Plot mel spectrogram if required

2018-11-13 12:10:40 +01:00 · 2018-11-13 12:10:40 +01:00 · 161a26c9dd
parent 4838d16fec
commit 161a26c9dd
2 changed files with 18 additions and 5 deletions
--- a/utils/synthesis.py
+++ b/utils/synthesis.py
@ -17,7 +17,8 @@ def synthesis(m, s, CONFIG, use_cuda, ap):
        chars_var = chars_var.cuda()
    mel_spec, linear_spec, alignments, stop_tokens = m.forward(chars_var.long())
    linear_spec = linear_spec[0].data.cpu().numpy()
+    mel_spec = mel_spec[0].data.cpu().numpy()
    alignment = alignments[0].cpu().data.numpy()
    wav = ap.inv_spectrogram(linear_spec.T)
    # wav = wav[:ap.find_endpoint(wav)]
-    return wav, alignment, linear_spec, stop_tokens
+    return wav, alignment, linear_spec, mel_spec, stop_tokens
--- a/utils/visual.py
+++ b/utils/visual.py
@ -29,11 +29,16 @@ def plot_spectrogram(linear_output, audio):
    return fig


-def visualize(alignment, spectrogram, stop_tokens, text, hop_length, CONFIG):
+def visualize(alignment, spectrogram, stop_tokens, text, hop_length, CONFIG, spectrogram2=None):
+    if spectrogram2 is not None:
+        num_plot = 4
+    else:
+        num_plot = 3
+
    label_fontsize = 16
    plt.figure(figsize=(16, 32))

-    plt.subplot(3, 1, 1)
+    plt.subplot(num_plot, 1, 1)
    plt.imshow(alignment.T, aspect="auto", origin="lower", interpolation=None)
    plt.xlabel("Decoder timestamp", fontsize=label_fontsize)
    plt.ylabel("Encoder timestamp", fontsize=label_fontsize)
@ -41,14 +46,21 @@ def visualize(alignment, spectrogram, stop_tokens, text, hop_length, CONFIG):
    plt.colorbar()
    
    stop_tokens = stop_tokens.squeeze().detach().to('cpu').numpy()
-    plt.subplot(3, 1, 2)
+    plt.subplot(num_plot, 1, 2)
    plt.plot(range(len(stop_tokens)), list(stop_tokens))

-    plt.subplot(3, 1, 3)
+    plt.subplot(num_plot, 1, 3)
    librosa.display.specshow(spectrogram.T, sr=CONFIG.audio['sample_rate'],
                             hop_length=hop_length, x_axis="time", y_axis="linear")
    plt.xlabel("Time", fontsize=label_fontsize)
    plt.ylabel("Hz", fontsize=label_fontsize)
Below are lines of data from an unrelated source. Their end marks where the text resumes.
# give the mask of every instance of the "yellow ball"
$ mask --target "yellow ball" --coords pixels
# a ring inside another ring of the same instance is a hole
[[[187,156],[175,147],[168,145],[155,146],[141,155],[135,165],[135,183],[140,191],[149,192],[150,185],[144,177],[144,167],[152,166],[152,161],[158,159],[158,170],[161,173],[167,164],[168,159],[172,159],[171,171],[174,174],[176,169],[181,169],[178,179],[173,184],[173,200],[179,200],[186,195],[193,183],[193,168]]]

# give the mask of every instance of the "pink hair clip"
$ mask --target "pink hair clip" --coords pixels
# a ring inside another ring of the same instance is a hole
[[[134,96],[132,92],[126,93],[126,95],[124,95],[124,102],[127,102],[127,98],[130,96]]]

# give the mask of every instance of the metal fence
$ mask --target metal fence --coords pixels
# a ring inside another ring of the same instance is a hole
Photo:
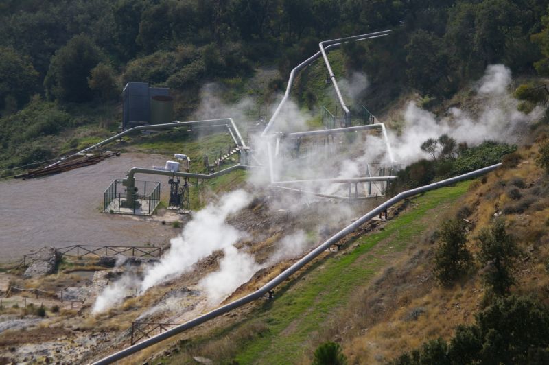
[[[128,206],[122,179],[113,180],[103,194],[103,211],[115,214],[150,215],[160,202],[160,182],[135,181],[137,192]]]
[[[338,115],[338,107],[336,107],[335,114],[333,114],[325,106],[322,107],[322,123],[326,129],[334,129],[344,127],[356,127],[358,126],[369,126],[375,123],[375,117],[366,108],[360,106],[357,110],[351,110],[350,115]]]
+    if spectrogram2 is not None:
+        plt.subplot(num_plot, 1, 4)
+        librosa.display.specshow(spectrogram2.T, sr=CONFIG.audio['sample_rate'],
+                                hop_length=hop_length, x_axis="time", y_axis="linear")
+        plt.xlabel("Time", fontsize=label_fontsize)
+        plt.ylabel("Hz", fontsize=label_fontsize)
+
    plt.tight_layout()
    plt.colorbar()